Peripheral venous blood was collected (3 ml per head) and anticoagulated with heparin. A double 100-uL heparin-anticoagulated whole blood were placed into two tubes, 5 uL of CD4-PE and CD25-FITC were added into one tube, and 5 uL of PE IgG2a and FITC IgGl isotype controls were added into another tube. These two tubes of samples were mixed well, and incubated in the dark at room temperature for 30 minutes. Then, 500 ml of hemolysin was added, mixed well, incubated in the dark at room temperature for 10 minutes, centrifuged at 1,500 r/minute for five minutes, and then the supernatant was discarded. The samples were washed with PBS once, centrifuged at 1,500 r/minute for five minutes, and the supernatant was discarded again. Cells were resuspended in 500 ul PBS and immediately tested on the machine.

Data were statistically analyzed by statistical software SPSS 12.0 Data were expressed as mean ± standard deviation (x ± SD). Comparison was performed using t-test, significance level was a=0.05, and p < 0.05 was considered statistically significant.
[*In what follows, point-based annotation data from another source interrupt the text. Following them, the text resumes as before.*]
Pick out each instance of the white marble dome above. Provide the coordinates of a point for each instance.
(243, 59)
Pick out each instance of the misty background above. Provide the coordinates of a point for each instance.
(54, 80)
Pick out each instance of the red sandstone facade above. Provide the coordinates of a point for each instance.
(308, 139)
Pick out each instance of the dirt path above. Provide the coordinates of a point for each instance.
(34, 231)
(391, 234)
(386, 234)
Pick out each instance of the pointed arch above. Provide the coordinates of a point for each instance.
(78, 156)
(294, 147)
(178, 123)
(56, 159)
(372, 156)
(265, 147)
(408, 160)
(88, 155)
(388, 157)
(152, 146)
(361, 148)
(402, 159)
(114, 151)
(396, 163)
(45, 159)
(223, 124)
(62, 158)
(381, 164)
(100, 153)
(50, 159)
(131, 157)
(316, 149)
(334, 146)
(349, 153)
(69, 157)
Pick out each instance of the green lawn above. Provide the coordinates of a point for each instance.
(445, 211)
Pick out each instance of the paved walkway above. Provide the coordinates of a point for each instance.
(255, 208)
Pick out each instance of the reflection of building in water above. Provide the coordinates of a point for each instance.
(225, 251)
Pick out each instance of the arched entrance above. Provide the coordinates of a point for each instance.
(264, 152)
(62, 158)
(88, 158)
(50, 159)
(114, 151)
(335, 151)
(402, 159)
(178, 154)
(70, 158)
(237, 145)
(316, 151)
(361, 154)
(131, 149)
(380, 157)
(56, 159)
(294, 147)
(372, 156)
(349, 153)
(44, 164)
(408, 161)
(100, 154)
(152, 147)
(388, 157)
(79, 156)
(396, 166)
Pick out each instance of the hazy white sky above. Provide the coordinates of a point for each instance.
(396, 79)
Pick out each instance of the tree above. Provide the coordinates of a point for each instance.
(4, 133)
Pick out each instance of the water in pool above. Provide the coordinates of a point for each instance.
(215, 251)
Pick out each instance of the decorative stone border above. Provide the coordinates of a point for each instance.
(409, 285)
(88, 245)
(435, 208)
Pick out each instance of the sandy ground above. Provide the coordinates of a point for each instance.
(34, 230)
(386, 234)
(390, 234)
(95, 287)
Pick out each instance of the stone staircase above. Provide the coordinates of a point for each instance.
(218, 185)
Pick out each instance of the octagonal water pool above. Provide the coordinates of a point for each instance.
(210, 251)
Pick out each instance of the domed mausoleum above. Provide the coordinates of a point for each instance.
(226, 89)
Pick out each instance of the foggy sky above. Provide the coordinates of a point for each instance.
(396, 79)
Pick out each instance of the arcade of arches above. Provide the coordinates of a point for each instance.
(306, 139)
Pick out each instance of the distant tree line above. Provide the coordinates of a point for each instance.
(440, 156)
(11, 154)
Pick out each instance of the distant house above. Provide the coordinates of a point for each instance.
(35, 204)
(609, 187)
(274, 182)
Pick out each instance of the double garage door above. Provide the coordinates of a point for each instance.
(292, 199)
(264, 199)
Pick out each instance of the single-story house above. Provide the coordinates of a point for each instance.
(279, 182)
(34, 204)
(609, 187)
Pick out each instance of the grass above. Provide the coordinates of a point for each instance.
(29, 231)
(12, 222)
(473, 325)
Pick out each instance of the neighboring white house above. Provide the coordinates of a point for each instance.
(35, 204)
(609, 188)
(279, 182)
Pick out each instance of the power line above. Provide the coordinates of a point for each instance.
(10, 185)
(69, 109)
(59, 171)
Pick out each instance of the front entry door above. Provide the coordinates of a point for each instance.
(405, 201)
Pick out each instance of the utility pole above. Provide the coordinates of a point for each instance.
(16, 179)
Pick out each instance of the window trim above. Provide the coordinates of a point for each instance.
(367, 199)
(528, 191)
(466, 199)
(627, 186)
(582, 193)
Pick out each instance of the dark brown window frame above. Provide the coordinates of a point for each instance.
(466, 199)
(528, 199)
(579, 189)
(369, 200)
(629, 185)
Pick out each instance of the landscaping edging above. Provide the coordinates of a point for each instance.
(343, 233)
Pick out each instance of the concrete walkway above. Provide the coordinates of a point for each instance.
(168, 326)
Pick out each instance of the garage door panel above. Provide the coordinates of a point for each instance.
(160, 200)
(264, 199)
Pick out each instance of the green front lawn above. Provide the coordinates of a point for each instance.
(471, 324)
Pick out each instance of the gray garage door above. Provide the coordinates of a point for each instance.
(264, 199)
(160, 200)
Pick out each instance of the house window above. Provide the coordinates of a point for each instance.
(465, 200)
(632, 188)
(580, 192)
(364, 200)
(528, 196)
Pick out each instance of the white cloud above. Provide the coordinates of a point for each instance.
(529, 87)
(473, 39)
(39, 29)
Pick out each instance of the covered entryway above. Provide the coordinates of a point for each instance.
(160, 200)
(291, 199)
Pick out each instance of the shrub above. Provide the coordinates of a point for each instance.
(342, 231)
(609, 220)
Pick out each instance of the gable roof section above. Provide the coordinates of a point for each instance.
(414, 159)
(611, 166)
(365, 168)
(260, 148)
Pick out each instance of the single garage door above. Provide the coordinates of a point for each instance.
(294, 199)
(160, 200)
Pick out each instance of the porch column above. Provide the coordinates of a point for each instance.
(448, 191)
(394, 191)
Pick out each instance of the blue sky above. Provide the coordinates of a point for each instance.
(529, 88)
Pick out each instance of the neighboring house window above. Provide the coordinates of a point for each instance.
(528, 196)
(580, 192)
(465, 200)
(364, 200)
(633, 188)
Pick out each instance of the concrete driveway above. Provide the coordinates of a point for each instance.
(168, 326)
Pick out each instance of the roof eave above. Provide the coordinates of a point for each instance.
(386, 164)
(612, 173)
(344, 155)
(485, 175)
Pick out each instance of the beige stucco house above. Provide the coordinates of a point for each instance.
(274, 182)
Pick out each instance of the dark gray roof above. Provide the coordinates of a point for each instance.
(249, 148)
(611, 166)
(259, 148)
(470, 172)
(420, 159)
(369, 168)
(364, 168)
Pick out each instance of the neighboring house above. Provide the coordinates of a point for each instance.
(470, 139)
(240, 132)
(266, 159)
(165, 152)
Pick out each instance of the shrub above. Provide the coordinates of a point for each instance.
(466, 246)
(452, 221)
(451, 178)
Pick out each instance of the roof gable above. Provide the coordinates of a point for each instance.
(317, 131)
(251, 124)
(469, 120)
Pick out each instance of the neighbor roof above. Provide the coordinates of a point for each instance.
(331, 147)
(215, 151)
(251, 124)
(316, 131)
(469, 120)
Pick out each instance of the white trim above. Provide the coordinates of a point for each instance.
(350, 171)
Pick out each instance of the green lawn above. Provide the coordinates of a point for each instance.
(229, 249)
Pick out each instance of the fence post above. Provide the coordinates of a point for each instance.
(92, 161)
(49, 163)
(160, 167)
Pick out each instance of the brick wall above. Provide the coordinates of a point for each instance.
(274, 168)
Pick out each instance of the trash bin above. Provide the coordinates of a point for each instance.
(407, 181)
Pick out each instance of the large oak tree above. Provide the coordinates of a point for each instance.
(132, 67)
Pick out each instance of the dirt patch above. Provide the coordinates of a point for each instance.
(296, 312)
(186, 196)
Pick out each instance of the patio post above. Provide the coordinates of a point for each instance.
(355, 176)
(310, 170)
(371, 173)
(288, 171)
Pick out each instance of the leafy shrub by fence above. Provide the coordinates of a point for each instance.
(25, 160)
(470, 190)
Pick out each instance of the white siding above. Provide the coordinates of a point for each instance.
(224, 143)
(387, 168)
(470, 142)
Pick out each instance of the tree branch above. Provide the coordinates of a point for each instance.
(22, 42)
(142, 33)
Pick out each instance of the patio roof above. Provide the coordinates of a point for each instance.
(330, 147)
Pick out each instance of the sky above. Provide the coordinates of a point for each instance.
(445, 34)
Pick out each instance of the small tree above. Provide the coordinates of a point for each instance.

Among the RIF patients, 12 were primary infertility patients, while 18 were secondary infertility patients. In the RIF group, patient age ranged from 22 to 35 years, and average age was 29.15 ± 3.66 years. In the control group, the age range of the subjects was from 20 to 35 years, with a mean age of 29.65 ± 3.88 years. The difference in age between the two groups was not statistically significant (t = 1.97).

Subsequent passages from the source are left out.